Is there a way to find out if a site is using CI as framework?

[eluser]phoenixg[/eluser]
as the title asked

[eluser]InsiteFX[/eluser]
No not unless they tell it to show.

[eluser]wiredesignz[/eluser]
@phoenixg, You could try checking for the codeigniter licence.txt file or check the names of any cookies from the site. The developer can of course change config cookie names and use .htaccess to block file access.

[eluser]skunkbad[/eluser]
If the site is not using a custom error message for 404, the default is a rather obvious indication that they are using CI.

[eluser]phoenixg[/eluser]
404 sounds like a way, but if the 404 handler is customed, then there is no way? I'm wondering whether any framework like this as well, ie. no definite way to know how a site's structure is?

[eluser]boltsabre[/eluser]
Generally speaking, if you are viewing a website on your browser at home, there is no concrete way to tell, it's a security risk. Knowing it's a CI website also tells a hacker (are you one???) that it's also a php based application, and both these pieces of knowledge give a potential hacker a lot of information about how to try to launch an attack.

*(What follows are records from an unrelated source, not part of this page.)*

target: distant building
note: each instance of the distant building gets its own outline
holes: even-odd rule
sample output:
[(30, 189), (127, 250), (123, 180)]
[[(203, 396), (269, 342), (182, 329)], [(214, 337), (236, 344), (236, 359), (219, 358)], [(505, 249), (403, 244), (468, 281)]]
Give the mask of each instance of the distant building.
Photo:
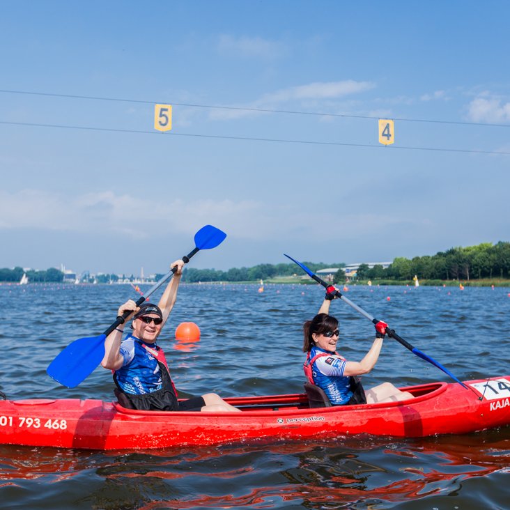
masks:
[(386, 269), (392, 263), (391, 262), (359, 262), (356, 264), (348, 264), (345, 268), (327, 268), (326, 269), (319, 269), (316, 271), (317, 275), (323, 277), (326, 281), (332, 281), (333, 277), (337, 274), (339, 269), (343, 269), (345, 271), (346, 276), (348, 279), (354, 278), (356, 276), (357, 268), (362, 264), (365, 263), (371, 269), (374, 265), (382, 265), (383, 269)]

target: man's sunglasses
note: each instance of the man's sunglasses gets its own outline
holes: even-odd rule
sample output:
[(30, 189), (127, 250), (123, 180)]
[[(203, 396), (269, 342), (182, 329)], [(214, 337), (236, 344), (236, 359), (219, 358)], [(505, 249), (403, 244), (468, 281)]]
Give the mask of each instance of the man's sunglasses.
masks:
[(161, 323), (163, 322), (163, 319), (161, 318), (161, 317), (149, 317), (148, 315), (142, 316), (141, 317), (138, 317), (138, 318), (140, 319), (140, 320), (144, 321), (146, 324), (150, 324), (150, 323), (154, 320), (154, 323), (159, 326)]

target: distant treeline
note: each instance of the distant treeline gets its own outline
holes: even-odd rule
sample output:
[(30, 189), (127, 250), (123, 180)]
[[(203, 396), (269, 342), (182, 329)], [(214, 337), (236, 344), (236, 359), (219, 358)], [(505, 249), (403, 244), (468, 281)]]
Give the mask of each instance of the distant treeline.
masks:
[[(334, 281), (343, 283), (345, 273), (343, 263), (316, 263), (304, 262), (314, 272), (326, 268), (338, 268)], [(19, 282), (25, 272), (22, 268), (0, 269), (0, 281)], [(61, 271), (50, 268), (45, 271), (26, 271), (31, 283), (61, 282), (64, 275)], [(277, 277), (303, 276), (304, 272), (294, 263), (258, 264), (252, 268), (232, 268), (228, 271), (215, 269), (194, 269), (186, 267), (183, 273), (183, 281), (256, 281)], [(369, 268), (361, 264), (357, 269), (356, 279), (388, 279), (396, 281), (411, 280), (416, 275), (419, 279), (472, 280), (483, 278), (510, 278), (510, 242), (500, 241), (495, 245), (484, 242), (477, 246), (451, 248), (447, 252), (439, 252), (435, 255), (417, 256), (414, 258), (397, 257), (387, 268), (382, 265)], [(156, 275), (156, 280), (162, 274)], [(123, 279), (125, 277), (123, 275)], [(95, 281), (99, 283), (117, 281), (116, 275), (98, 275)], [(86, 281), (92, 281), (91, 277)], [(129, 277), (134, 281), (134, 277)]]
[(419, 279), (438, 280), (510, 278), (510, 242), (484, 242), (465, 248), (451, 248), (432, 256), (426, 255), (410, 260), (398, 257), (386, 269), (382, 265), (369, 268), (362, 264), (357, 277), (410, 280), (415, 275)]
[(63, 280), (63, 273), (54, 268), (50, 268), (45, 271), (36, 271), (29, 270), (25, 271), (23, 268), (15, 268), (14, 269), (0, 269), (0, 281), (16, 281), (19, 282), (26, 272), (31, 284), (42, 283), (45, 281), (61, 282)]
[[(312, 271), (325, 268), (342, 268), (344, 263), (335, 263), (325, 264), (304, 262)], [(228, 271), (215, 269), (194, 269), (186, 268), (183, 272), (183, 281), (194, 283), (196, 281), (254, 281), (266, 280), (275, 277), (286, 277), (303, 274), (295, 264), (258, 264), (252, 268), (232, 268)], [(162, 275), (157, 275), (160, 277)]]
[[(325, 268), (339, 268), (341, 269), (334, 275), (334, 281), (343, 283), (345, 280), (345, 273), (341, 269), (345, 267), (344, 263), (305, 262), (304, 264), (314, 272)], [(295, 264), (292, 263), (259, 264), (252, 268), (233, 268), (228, 271), (186, 268), (183, 281), (190, 283), (253, 281), (303, 274)], [(411, 280), (415, 275), (419, 279), (438, 280), (510, 278), (510, 242), (500, 241), (495, 245), (484, 242), (477, 246), (451, 248), (435, 255), (417, 256), (412, 259), (397, 257), (387, 268), (382, 265), (370, 268), (367, 264), (361, 264), (357, 271), (356, 279), (406, 281)]]

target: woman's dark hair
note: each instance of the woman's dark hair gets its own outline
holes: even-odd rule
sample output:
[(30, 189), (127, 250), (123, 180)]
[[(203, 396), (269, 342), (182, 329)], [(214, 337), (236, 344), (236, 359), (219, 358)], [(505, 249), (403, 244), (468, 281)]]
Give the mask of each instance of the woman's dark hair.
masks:
[(307, 353), (314, 345), (311, 335), (314, 333), (327, 333), (334, 331), (338, 327), (338, 320), (332, 315), (318, 314), (311, 320), (303, 324), (303, 353)]

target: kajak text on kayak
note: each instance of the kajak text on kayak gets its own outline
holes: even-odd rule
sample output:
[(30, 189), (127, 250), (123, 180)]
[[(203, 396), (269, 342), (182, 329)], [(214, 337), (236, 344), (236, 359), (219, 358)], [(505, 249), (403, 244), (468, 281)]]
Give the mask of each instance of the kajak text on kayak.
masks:
[(401, 388), (414, 399), (312, 407), (305, 394), (226, 399), (242, 412), (139, 411), (118, 402), (0, 401), (0, 444), (97, 450), (371, 434), (463, 434), (510, 424), (510, 376)]

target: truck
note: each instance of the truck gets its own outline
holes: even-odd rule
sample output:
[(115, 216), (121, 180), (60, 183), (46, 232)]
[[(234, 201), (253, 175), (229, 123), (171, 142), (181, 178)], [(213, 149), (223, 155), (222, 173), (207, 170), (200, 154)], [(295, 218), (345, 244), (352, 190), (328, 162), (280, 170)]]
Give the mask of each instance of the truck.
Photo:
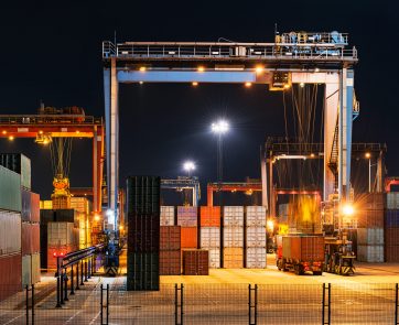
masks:
[(324, 268), (323, 235), (285, 235), (277, 237), (277, 268), (293, 270), (296, 275), (312, 272), (322, 275)]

As mentioned above, check the 404 page, and check the cookie, by default it's called CI_SESSION I think, but any developer worth a pinch of salt will have changed these already.

[eluser]phoenixg[/eluser]
Thank you above all very much, by the way, @boltsabre, I'm not a hacker.

[eluser]skunkbad[/eluser]
Starting with CI v3, I believe part of the new license requires that a site basically reveal that it is using CI, but that doesn't help you for versions less than 3. Actually, the likelihood that less than 1% of people will understand that license means you don't really have any guarantees. It might be another way to detect CI usage.

Then, there's another way, but not always reliable. If you try to access one of the files in the system or application directory, you would get the message: "No direct script access allowed", but if somebody is using .htaccess to block access, the message would not be seen. In that case, the generated 403 error may be an indication that the site is using CI, but CI is probably not the only one with a system and application directory.

[eluser]phoenixg[/eluser]
[quote author="skunkbad" date="1340028691"]Starting with CI v3, I believe part of the new license requires that a site basically reveal that it is using CI, but that doesn't help you for versions less than 3. Actually, the likelihood that less than 1% of people will understand that license means you don't really have any guarantees. It might be another way to detect CI usage.

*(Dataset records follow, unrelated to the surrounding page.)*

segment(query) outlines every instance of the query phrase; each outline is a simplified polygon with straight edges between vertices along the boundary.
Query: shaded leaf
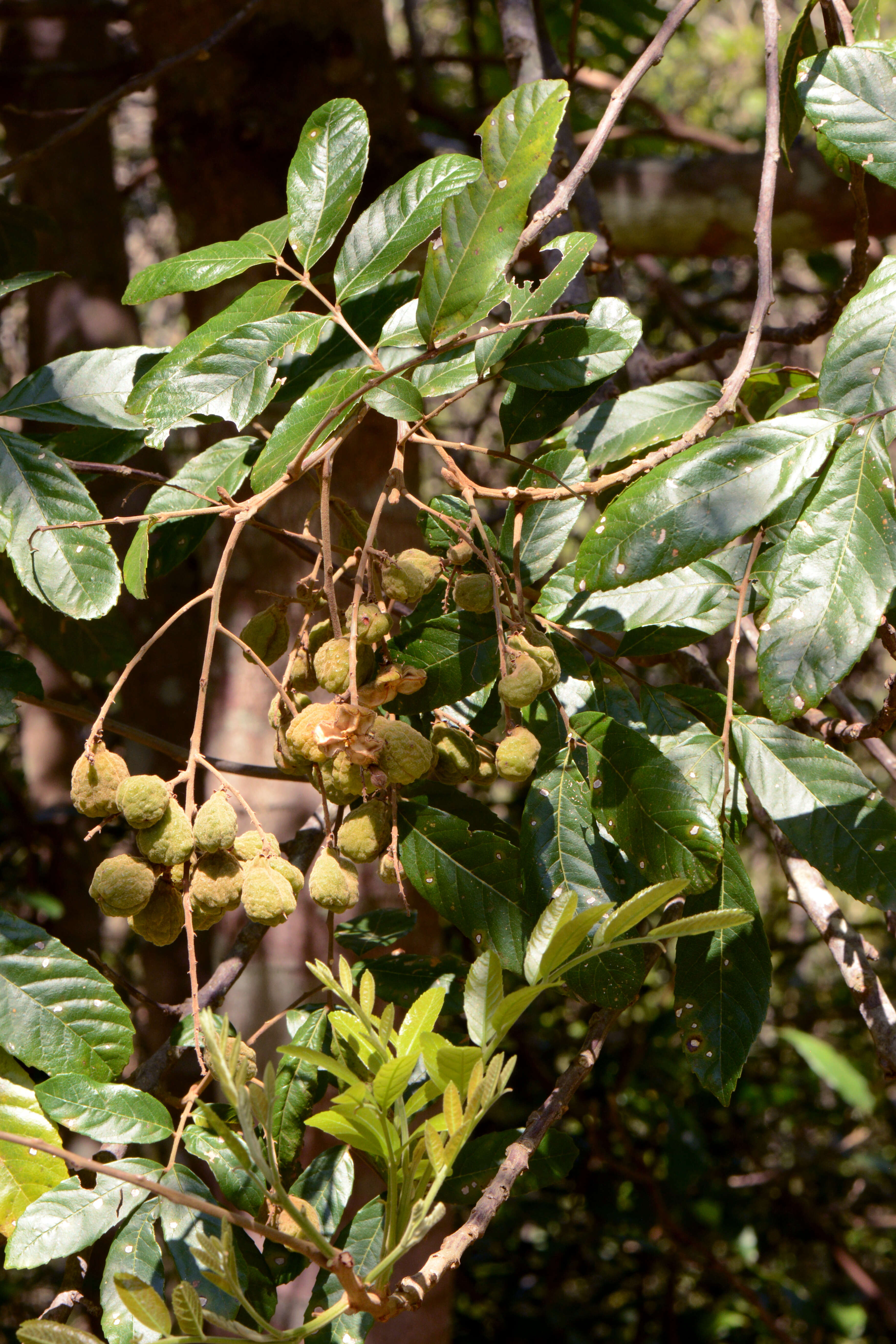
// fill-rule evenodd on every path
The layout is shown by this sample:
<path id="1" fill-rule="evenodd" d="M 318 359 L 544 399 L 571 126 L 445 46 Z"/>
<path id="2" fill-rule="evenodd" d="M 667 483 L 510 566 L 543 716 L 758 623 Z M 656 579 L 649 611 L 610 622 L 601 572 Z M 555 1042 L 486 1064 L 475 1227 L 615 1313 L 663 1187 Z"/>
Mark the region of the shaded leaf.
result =
<path id="1" fill-rule="evenodd" d="M 105 1082 L 128 1063 L 133 1027 L 105 976 L 44 929 L 0 911 L 0 1040 L 47 1074 Z"/>
<path id="2" fill-rule="evenodd" d="M 59 523 L 94 523 L 99 509 L 50 449 L 0 430 L 0 544 L 19 582 L 66 616 L 93 620 L 116 605 L 121 575 L 105 527 L 36 532 Z"/>
<path id="3" fill-rule="evenodd" d="M 688 914 L 746 910 L 750 925 L 682 938 L 676 949 L 676 1015 L 681 1042 L 704 1087 L 731 1101 L 768 1009 L 771 953 L 747 870 L 725 840 L 719 882 L 689 896 Z"/>
<path id="4" fill-rule="evenodd" d="M 38 1083 L 47 1116 L 77 1134 L 116 1144 L 156 1144 L 173 1133 L 168 1110 L 126 1083 L 99 1083 L 82 1074 L 55 1074 Z"/>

Then, there's another way, but not always reliable. If you try to access one of the files in the system or application directory, you would get the message: "No direct script access allowed", but if somebody is using .htaccess to block access, the message would not be seen. In that case, the generated 403 error may be an indication that the site is using CI, but CI is probably not the only one with a system and application directory.[/quote]

Thank you, very detail and professional explanation.